Understanding Polarizing Angle: Explained by an Engineering Student

[kdm06d]

Hey--

Im an engineering student having trouble with the polarization concepts.

So let's say you have a ray of light traveling and it travels through a polarizing film with its respect to the horizontal, now only the x-component of the light vector passes through...

I believe my understanding of this is wrong..But understand I do know the idea behind the ray being an oscillating wave etc...

So first off, how can the polarizing angle only allow an x-component of something which is oscillating up and down, without preventing further oscillation?

Secondly, in the classic case of three polarizers with the middle being rotated to allow light to pass through all three, my confusion deepens.

If my previous theory were correct (which I do not believe it to be)... Then the first film would allow let's say only the x component through. Then does the middle 45 degree tilted film somehow rotate the x-direction moving vector of light to more of an x=y type slope, then the third allows only the y-direction vector through?

I do not believe I am going about thinking of this in the proper manner, I was hoping someone on here could understand my view point and perhaps see where I am misunderstanding...

Thanks for any help

 

[kuruman]

Think of a linear polarizer as allowing only the component of the electric field parallel to its axis to go through. Also remember that the intensity of a light wave is proportional to the square of the magnitude of the electric field. It's best to see what's going on with some examples. In all cases we have a polarizer lined up in the $x$-direction. This means that only the $x$ component of the electric field will pass through, that is all the light that passes through is polarized in the $x$-direction. The question is how much light makes it through?

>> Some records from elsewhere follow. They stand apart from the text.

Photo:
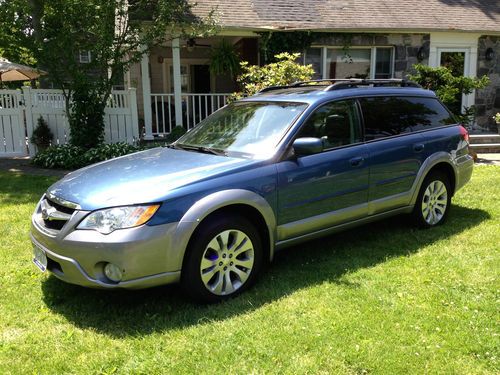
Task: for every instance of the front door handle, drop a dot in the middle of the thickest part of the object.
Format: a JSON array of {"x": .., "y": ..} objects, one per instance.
[
  {"x": 418, "y": 147},
  {"x": 357, "y": 161}
]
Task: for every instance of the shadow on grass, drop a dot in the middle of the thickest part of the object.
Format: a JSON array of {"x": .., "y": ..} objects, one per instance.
[
  {"x": 136, "y": 313},
  {"x": 17, "y": 188}
]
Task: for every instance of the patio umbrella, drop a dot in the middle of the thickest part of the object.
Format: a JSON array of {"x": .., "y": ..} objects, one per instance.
[{"x": 10, "y": 71}]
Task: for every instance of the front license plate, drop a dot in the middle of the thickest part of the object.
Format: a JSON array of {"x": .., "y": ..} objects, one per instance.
[{"x": 39, "y": 258}]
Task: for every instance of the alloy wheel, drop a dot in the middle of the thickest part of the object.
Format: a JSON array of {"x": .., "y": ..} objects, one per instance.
[
  {"x": 227, "y": 262},
  {"x": 434, "y": 202}
]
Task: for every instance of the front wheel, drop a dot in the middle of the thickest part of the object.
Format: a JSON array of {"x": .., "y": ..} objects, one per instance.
[
  {"x": 223, "y": 259},
  {"x": 433, "y": 201}
]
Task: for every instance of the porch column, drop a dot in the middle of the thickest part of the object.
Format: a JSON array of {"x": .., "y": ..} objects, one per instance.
[
  {"x": 176, "y": 56},
  {"x": 146, "y": 96}
]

Case I. Incident light is already polarized and the electric field vector forms angle $\alpha$ relative to the $x$-axis.
Let $E_0$ be the electric field vector magnitude. Then the initial intensity is proportional to $E_0^2$. The component of light that makes it through is $E=E_0\cos\alpha$ and the intensity is $I=E_0^2~\cos^2\alpha$ which can be written as $I=I_0 ~\cos^2\alpha.$ This equation is known s Malus' law. Clearly when $\alpha =90^o$, $I=0$.

Case II. Unpolarized light.
Unpolarized means you have a uniform distribution of electric field vectors over all angles. To find the intensity after the polarizer, we have to take an average over all angles. The transmitted intensity of electric field vectors between $\alpha$ and $\alpha+d\alpha$ is $dI=I_0~\cos^2\alpha~d\alpha.$ Averaging over all angles,$$I=\frac{\int_0^{2\pi} I_0~\cos^2\alpha~d\alpha}{\int_0^{2\pi}d\alpha}=\frac{1}{2}=I_0$$ Clearly, if you start with unpolarized light and you pass it through a polarizer, you can always define the polarizer axis as "the $x$-axis".

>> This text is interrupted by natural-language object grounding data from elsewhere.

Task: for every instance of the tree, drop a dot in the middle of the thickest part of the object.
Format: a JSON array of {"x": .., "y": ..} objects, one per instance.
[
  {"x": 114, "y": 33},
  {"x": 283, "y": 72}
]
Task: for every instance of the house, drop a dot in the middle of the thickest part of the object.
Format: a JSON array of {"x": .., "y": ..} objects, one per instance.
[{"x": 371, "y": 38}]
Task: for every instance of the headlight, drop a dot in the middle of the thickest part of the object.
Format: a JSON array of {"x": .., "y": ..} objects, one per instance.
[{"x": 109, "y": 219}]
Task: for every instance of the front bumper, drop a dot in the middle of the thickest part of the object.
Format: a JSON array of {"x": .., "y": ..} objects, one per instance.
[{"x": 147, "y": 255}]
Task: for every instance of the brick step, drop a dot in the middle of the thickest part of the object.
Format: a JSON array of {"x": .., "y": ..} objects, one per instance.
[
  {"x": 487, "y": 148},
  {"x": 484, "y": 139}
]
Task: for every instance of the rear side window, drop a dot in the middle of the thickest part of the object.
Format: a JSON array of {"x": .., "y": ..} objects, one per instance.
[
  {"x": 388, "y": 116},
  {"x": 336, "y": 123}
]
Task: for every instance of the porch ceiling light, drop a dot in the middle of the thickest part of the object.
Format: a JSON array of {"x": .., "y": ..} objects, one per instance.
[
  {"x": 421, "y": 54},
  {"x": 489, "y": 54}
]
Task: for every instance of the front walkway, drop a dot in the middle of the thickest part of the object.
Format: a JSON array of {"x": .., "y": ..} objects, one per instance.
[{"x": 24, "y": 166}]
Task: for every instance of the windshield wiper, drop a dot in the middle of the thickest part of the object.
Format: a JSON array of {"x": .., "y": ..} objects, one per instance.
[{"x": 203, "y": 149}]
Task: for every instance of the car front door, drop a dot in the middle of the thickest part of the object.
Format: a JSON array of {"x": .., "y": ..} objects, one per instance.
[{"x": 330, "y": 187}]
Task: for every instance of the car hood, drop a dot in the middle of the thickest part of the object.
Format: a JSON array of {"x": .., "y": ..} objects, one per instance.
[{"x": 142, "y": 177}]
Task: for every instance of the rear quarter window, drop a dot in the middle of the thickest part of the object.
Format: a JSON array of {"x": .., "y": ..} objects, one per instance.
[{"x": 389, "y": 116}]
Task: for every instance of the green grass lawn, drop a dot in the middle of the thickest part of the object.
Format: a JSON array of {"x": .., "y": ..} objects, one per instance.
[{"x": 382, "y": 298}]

Case III Unpolarized sent through 3 polarizers. Light passes first through P1, then P2 and then P3.
P1 defines the $x$-axis; P2 is oriented at $45^o$ relative to P1; P3 is oriented at $45^o$ relative to P2 and $90^o$ relative to P1. Note that if P2 is removed, no light will make it through because P1 and P3 are crossed. What does the presence of P2 do?
If the initial intensity is $I_0$, after P1 light is polarized along x and has intensity $I_1\frac{1}{2}I_0.$
After P2 light is polarized at $45^o$ relative to the $x$-x is and has intensity $$ I_2=I_1 \cos^2(45^o)= \frac{1}{2}I_1=\frac{1}{4} I_0.$$Note that the light between P2 and P3 is not polarized perpendicular to the axis of P3. The light the emerges through P3 is polarized along the $y$-axis and has intensity$$ I_3=I_2 \cos^2(45^o)= \frac{1}{2}I_2=\frac{1}{8} I_0.$$

See how it works? Every time you put a polarizer at $45^o$ relative to the previous one you allow half of the intensity through and toss out the other half.